Antithesis

I have spent a bit of time thinking about antithesis lately, perhaps prompted by a line from @Tofu4 in the exercises:

If you look up antithesis in any English textbook, chances are the first thing you’ll see is that opening paragraph from A Tale of Two Cities, ‘It was the best of times, it was the worst of times…’ etc. There is something incredibly effective about stating one thing followed by its opposite. This is perhaps to do with the fact that we love forming neat and tidy models, and these things have a balanced set of completeness to them, carving up the world cleanly into two slices.

I’m interested in exploring this construct in the world of songwriting. The obvious earworm has to be ‘You’re hot then you’re cold. You’re yes then you’re no. You’re in then you’re out. You’re up then you’re down.’ Perhaps Katy Perry is the Dickens of our time!

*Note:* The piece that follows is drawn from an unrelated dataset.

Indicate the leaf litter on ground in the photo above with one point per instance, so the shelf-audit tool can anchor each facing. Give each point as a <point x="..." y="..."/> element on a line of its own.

As I have been listening to songs I have noticed them pop up more and more, and they always seem to add some real icing sugar to the lyric.

Passenger has a song and hook called ‘Young as the Morning, Old as the Sea’, and in another song:

You’ve seen the sun rise on an ocean blue,
You’ve seen it set for the dearest of friends.

I’ve been listening to a bit of Dawes recently and found:

From the corner of a coffee shop
Or from the center of a stage
From the words used in a love note
Or from an empty page

Sometimes words don’t say enough
Sometimes silence says too much

Both just beautiful (in my opinion). This last one is clearly going a bit further by adding a spoonful of paradox into the mix.

I’d like to put it to the community, can you think of any nice antithetical couplets from the artists you love, or have you ever written any yourself? Or perhaps we should turn this into an exercise and see if we can craft some!

The first one that comes to mind for me is from REM “Losing My Religion”
Oh no I’ve said too much
I haven’t said enough

In that same song, he says:
That’s me in the corner, that’s me in the spotlight

That has a similar feel because most of us associate the spotlight with being center stage. He also uses this one:
I thought that I heard you laughing
I thought that I heard you sing

Laughing and singing are not quite antithecal, but generally laughing is not melodic.

There is another one that I really like, it might be a little more of a stretch, but it I really like it (From Autumn to Ashes - “Kansas City 90210”:
Come for the weekend,
you’ll stay for the scenery.
Tear down the buildings,
Bludgeon the architech,
biased opinions for outdated intellect.

It sets up the tension through the use of opposites. Plan on a little trip, you’ll fall in love with the scenery, but eventually those things you found beauty in really tick you off and you want to destroy them and their creators.

Fiona Apple has a form of it, I think, in “Left Alone”:
My ills are reticulate
My woes are granular
The ants weigh more than the elephants

Describing her “ills” as a network, but her actual “woes” being small, discrete things, then, of course “ants” and “elephants”.